Court Opinion

ID: 6408791
Source: CourtListenerOpinion
Date Created: 2022-06-25 11:51:01.191757+00
Date Added: 2024-06-11T15:51:18.125319
License: Public Domain

Dewey, J.
The great and leading principles, upon which
a case like the present is to be tried before the jury, were, after much consideration, fully settled and announced in the case of Commonwealth v. Power, 7 Met. 596. The distinction between the right of the public generally to enter upon a rail road, or its depot, or any of its appendages, and that to enter upon a public highway, was there fully stated. The necessity and propriety of rules and restrictions as to the entering upon the grounds appropriated to a rail road, and that authority might be properly exercised by the superintendent and agents of the company, in enforcing such rules and regulations, having for their object the public convenience, and the quiet and safety of travellers, were fully recognized in the *486case above cited. Those doctrines we still adhere to. They were, as we suppose, fully stated to the jury, in the present case, by the presiding judge, as the rules of law governing this case, and to which the jury were to apply the evidence.
No exceptions were taken to the general course of the instructions as to the rules of law applicable to the case, or that those given did not comport with the opinion of this court in the case above alluded to.

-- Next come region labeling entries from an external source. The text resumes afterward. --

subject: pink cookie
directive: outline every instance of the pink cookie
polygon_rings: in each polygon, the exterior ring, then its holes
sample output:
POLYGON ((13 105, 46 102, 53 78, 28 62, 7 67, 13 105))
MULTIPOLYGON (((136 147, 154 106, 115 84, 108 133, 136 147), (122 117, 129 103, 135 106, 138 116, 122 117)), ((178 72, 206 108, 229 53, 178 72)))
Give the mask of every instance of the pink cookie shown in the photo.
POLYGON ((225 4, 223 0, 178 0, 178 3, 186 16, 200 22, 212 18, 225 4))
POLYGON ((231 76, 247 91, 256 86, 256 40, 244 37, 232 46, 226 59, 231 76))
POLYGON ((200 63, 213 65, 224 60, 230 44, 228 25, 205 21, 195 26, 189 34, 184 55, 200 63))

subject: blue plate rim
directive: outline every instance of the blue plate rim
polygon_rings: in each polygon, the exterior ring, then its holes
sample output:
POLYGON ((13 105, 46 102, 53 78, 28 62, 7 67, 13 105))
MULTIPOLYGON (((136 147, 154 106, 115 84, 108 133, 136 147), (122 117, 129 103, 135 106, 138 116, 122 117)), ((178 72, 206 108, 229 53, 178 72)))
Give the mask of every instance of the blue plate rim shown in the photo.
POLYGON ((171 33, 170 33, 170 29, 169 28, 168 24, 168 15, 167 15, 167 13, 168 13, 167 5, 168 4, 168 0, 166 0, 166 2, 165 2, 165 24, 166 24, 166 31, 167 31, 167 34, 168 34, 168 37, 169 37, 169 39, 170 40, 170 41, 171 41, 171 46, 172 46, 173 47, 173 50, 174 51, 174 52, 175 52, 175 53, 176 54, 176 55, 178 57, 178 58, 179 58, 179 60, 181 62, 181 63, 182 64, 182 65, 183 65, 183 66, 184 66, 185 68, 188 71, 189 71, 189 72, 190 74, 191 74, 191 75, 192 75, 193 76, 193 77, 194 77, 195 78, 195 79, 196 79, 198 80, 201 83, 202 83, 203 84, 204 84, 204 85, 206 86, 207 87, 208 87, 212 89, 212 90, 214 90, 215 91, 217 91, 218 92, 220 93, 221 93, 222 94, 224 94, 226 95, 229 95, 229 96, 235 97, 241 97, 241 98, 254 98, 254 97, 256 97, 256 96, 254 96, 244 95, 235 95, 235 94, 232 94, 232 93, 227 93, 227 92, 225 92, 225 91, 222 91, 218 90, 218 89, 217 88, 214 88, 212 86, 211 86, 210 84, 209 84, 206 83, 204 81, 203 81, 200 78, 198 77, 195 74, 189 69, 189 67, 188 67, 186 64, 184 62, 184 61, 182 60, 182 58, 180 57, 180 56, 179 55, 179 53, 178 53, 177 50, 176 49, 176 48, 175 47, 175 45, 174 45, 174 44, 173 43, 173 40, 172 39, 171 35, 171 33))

Two grounds of objection are taken; one arising upon the refusal of the presiding judge to give certain instructions asked for by the defendants’ counsel ; the other grounded upon the rejection of evidence offered by the defendants.
1. As to the instruction asked, which was to this effect, that the court instruct the jury “that Power had aright to order Hall to leave the depot, and not to come there any more, and to remove him therefrom by force, if he did come, if, in the judgment merely of said Power, the plaintiff had violated the regulations contained in said circular, or had conducted offensively towards said Power, although the fact that the plaintiff had violated' such regulations, or had so conducted himself towards said Power, was not proved.”
This instruction, if adopted, would justify the defendant in removing a person who had in all respects conformed to the rules and regulations of the rail road company, and who had in fact demeaned himself with perfect propriety, if, in the judgment merely of the superintendent, he had violated any regulations of the company. This, we think, would be carrying the principle too far; quite beyond what the necessity of the case requires. With full power to make all necessary and suitable rules and regulations governing the conduct of all those who may enter, or attempt to enter, upon the rail road, at the depot for passengers, and with full power effectually to apply such rules and regulations, and remove every person who actually violates them, the company will possess all the autlnrity that the exigency of the case will require. In the opinion of the court, this request for instructions was properly ■refused.
*4872. The remaining question is upon the exclusion of the evidence, offered by the defendants, to prove that the plaintiff had, on other occasions, violated other regulations, and particularly that he had passed with baggage through the room appropriated to ladies. The evidence offered would seem to be irrelevant. Looking at the case presented on the bill of exceptions, the seizure of the plaintiff was to prevent his going upon the platform, and for violating that regulation, and not to prevent him from passing through the ladies’ room with baggage, or because he was about to do so. The proposed evidence as to the plaintiff’s carrying baggage, on former occasions, through the ladies’ room, we think, was not material in its bearing upon the question submitted to the jury. This exception is therefore overruled.

Judgment on the verdict for the plaintiff.